Unemployment rose by half a percentage point during the month of February, Gallup reports.
Gallup finds U.S. unemployment, as measured without seasonal adjustment, to be 9.1% in February, based on almost 30,000 interviews with a random sample of Americans. When Gallup applies the 0.5-percentage-point seasonal adjustment that the government applied to its unadjusted data for February last year, it produces an adjusted unemployment rate for February 2012 of 8.6% -- a substantial increase from the 8.3% adjusted rate the government reported for January…
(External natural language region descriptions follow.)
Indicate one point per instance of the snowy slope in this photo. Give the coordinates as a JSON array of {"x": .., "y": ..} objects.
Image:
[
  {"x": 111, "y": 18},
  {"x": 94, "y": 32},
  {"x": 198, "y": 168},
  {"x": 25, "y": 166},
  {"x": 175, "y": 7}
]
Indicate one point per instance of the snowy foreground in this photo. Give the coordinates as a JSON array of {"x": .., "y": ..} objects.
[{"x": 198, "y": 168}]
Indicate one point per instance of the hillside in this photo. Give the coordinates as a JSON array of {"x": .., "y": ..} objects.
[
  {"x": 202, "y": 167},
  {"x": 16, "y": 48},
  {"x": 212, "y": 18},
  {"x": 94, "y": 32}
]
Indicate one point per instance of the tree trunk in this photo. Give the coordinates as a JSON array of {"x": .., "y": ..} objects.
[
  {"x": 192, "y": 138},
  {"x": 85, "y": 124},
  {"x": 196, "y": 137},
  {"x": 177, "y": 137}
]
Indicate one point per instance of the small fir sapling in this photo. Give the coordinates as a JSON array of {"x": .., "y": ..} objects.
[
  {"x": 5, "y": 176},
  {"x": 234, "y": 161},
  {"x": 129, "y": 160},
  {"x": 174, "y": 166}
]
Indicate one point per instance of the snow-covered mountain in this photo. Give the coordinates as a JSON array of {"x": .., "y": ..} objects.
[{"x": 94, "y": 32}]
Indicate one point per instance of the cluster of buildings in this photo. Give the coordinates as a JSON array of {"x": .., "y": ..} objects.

Gallup reported an unadjusted rate of 8.6% for January 2012 and the government reported an unadjusted rate of 8.8%. Gallup’s and the government's unadjusted results also tracked closely in January 2011 (9.9% versus 9.8%, respectively) and January 2010 (10.9% compared with 10.6%)…
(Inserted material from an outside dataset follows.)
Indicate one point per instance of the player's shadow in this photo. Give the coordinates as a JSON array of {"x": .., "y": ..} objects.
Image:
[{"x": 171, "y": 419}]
If we assume the government’s unadjusted unemployment rate experienced a similar 0.5-point increase, it would rise to 9.3% in February from January’s 8.8%. Applying the 0.5-point seasonal adjustment (based on the government’s February 2011 adjustment) to the February 2012 unadjusted rate (9.3%) would result in an increase in the U.S. seasonally adjusted unemployment rate to 8.8% in February 2012 from January’s 8.3%.